26 May 2013

Filtering a VCF with javascript

This is my answer for that question on biostar. I wrote a java program filtering the VCF with the rhino javascript-engine.
I put the code on github: see https://github.com/lindenb/jvarkit#-filtering-vcf-with-javascript-rhino-.

For each variation, the script binds the following variables:

  • variant : the current variation; a org.broadinstitute.variant.variantcontext.VariantContext ( http://sourceforge.net/p/picard/code/HEAD/tree/trunk/src/java/org/broadinstitute/variant/variantcontext/VariantContext.java )
  • header : the VCF header org.broadinstitute.variant.vcf.VCFHeader ( http://sourceforge.net/p/picard/code/HEAD/tree/trunk/src/java/org/broadinstitute/variant/vcf/VCFHeader.java).
and evaluate the user script. This user script should return '1' or true if the current VCF file should be printed.

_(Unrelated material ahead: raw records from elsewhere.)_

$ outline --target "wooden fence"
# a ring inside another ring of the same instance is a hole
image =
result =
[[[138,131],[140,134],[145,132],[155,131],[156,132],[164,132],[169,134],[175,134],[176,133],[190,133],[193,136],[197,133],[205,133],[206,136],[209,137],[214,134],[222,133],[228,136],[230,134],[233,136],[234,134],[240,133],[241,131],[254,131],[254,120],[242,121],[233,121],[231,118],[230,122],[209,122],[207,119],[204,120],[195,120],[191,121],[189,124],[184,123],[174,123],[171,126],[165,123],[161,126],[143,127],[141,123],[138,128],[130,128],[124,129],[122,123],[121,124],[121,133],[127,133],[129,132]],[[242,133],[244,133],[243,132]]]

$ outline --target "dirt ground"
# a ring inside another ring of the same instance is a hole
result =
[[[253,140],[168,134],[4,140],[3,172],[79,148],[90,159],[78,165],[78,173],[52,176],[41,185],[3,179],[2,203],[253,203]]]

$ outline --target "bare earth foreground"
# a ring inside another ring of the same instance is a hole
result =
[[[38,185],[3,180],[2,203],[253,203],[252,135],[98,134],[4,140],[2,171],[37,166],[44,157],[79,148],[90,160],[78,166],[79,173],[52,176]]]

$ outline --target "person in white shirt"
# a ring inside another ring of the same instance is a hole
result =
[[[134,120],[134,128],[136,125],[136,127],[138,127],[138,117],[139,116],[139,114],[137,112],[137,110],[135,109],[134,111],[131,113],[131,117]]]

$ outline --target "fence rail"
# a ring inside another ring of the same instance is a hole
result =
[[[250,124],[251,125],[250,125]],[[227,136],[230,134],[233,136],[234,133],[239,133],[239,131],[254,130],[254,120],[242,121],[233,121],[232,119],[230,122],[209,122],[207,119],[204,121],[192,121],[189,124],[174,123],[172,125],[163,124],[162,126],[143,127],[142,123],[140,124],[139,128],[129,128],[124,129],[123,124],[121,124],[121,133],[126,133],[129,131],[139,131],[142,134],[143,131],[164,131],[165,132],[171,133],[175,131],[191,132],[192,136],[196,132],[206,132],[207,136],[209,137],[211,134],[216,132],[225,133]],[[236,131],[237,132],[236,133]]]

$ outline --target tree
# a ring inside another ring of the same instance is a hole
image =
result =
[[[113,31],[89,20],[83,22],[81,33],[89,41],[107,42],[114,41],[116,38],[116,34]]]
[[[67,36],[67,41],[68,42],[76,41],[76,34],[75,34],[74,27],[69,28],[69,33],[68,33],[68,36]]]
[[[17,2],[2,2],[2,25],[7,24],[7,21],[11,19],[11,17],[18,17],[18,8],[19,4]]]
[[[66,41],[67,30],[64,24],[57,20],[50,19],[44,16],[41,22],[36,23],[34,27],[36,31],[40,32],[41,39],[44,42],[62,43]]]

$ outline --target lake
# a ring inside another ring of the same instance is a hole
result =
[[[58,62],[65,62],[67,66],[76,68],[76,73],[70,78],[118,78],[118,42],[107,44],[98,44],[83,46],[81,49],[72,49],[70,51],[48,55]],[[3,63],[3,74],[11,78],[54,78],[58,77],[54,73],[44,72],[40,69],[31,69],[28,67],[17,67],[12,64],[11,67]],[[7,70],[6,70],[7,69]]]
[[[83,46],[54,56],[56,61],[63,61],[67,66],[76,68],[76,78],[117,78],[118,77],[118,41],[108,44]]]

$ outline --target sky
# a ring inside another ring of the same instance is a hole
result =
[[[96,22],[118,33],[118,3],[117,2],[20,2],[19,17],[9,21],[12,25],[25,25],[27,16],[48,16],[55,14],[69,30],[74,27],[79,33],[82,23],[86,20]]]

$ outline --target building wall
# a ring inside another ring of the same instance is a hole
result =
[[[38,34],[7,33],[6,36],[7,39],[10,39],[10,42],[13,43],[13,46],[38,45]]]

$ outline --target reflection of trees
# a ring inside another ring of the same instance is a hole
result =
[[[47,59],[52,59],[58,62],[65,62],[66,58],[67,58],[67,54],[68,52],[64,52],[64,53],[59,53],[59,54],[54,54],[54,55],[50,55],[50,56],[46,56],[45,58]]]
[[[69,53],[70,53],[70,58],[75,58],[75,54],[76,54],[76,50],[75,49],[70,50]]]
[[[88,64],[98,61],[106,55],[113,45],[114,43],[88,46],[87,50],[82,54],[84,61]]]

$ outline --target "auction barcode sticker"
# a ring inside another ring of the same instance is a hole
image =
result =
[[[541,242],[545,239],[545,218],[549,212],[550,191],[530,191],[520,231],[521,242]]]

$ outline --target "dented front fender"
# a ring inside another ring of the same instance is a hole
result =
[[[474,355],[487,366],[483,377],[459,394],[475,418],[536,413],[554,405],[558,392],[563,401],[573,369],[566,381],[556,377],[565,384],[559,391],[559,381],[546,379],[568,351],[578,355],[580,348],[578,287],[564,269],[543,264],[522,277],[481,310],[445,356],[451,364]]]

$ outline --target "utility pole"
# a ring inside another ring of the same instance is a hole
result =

For example, you want to keep the variants having at least two samples having a depth (DP) greater that 200.
The script would be:
function myfilterFunction()
    {
    var samples=header.genotypeSamples;
    var countOkDp=0;
    for(var i=0; i< samples.size();++i)
        {
        var sampleName=samples.get(i);
        if(! variant.hasGenotype(sampleName)) continue;
        var genotype = variant.genotypes.get(sampleName);
        if( ! genotype.hasDP()) continue;
        var dp= genotype.getDP();
        if(dp < 200 ) countOkDp++;
        }
    return (countOkDp>2)
    }
myfilterFunction();

Example:

curl -s "https://raw.github.com/jamescasbon/PyVCF/master/vcf/test/gatk.vcf" |\
java -jar  dist/vcffilterjs.jar  -f filter.js |\
grep -v "##"


#CHROM POS ID REF ALT QUAL FILTER INFO FORMAT BLANK NA12878 NA12891 NA12892 NA19238 NA19239 NA19240
chr22 42526449 . T A 151.47 . AC=1;AF=0.071;AN=14;BaseQRankSum=2.662;DP=1226;DS;Dels=0.00;FS=0.000;HRun=0;HaplotypeScore=41.2083;MQ=240.47;MQ0=0;MQRankSum=0.578;QD=4.89;ReadPosRankSum=3.611 GT:AD:DP:GQ:PL 0/1:23,8:31:99:190,0,694 0/0:188,0:190:99:0,478,5376 0/0:187,0:187:99:0,493,5322 0/0:247,0:249:99:0,634,6728 0/0:185,0:185:99:0,487,5515 0/0:202,0:202:99:0,520,5857 0/0:181,1:182:99:0,440,5362
chr22 42526634 . T C 32.60 . AC=1;AF=0.071;AN=14;BaseQRankSum=1.147;DP=1225;DS;Dels=0.00;FS=0.000;HRun=0;HaplotypeScore=50.0151;MQ=240.65;MQ0=0;MQRankSum=1.151;QD=1.30;ReadPosRankSum=1.276 GT:AD:DP:GQ:PL 0/1:21,4:25:71:71,0,702 0/0:187,2:189:99:0,481,6080 0/0:233,0:233:99:0,667,7351 0/0:230,0:230:99:0,667,7394 0/0:174,1:175:99:0,446,5469 0/0:194,2:196:99:0,498,6239 0/0:174,0:175:99:0,511,5894
chr22 42527793 rs1080989 C T 3454.66 . AC=2;AF=0.167;AN=12;BaseQRankSum=-3.007;DB;DP=1074;DS;Dels=0.01;FS=0.000;HRun=1;HaplotypeScore=75.7865;MQ=209.00;MQ0=0;MQRankSum=3.014;QD=9.36;ReadPosRankSum=0.618 GT:AD:DP:GQ:PL ./. 0/1:72,90:162:99:1699,0,1767 0/1:103,96:202:99:1756,0,2532 0/0:188,0:188:99:0,526,5889 0/0:160,0:160:99:0,457,4983 0/0:197,0:198:99:0,544,6100 0/0:156,0:156:99:0,439,5041

That's it,

Pierre

1 comment:

Unknown said...

This is similar to functionality that I included as part of varitas: either with the '-f' option that is provided a file containing a filter function which is wrapped in an iterator or the '-j' option which evaluates a boolean javascript expression to determine whether a variant should pass filtering.

One thing that reduces verbosity of the code for a boolean filter is to wrap the provided javascript in a 'with (variant) { }' block so that the 'variant' object is implicit.

I had started this when the VCF/VariantContext code had moved out of tribble and into GATK but not yet into picard, so to keep dependencies down I handle VCF parsing with custom code, but would consider moving to the code now in picard to be more consistent with other projects (and avoid having to maintain VCF parsing code myself).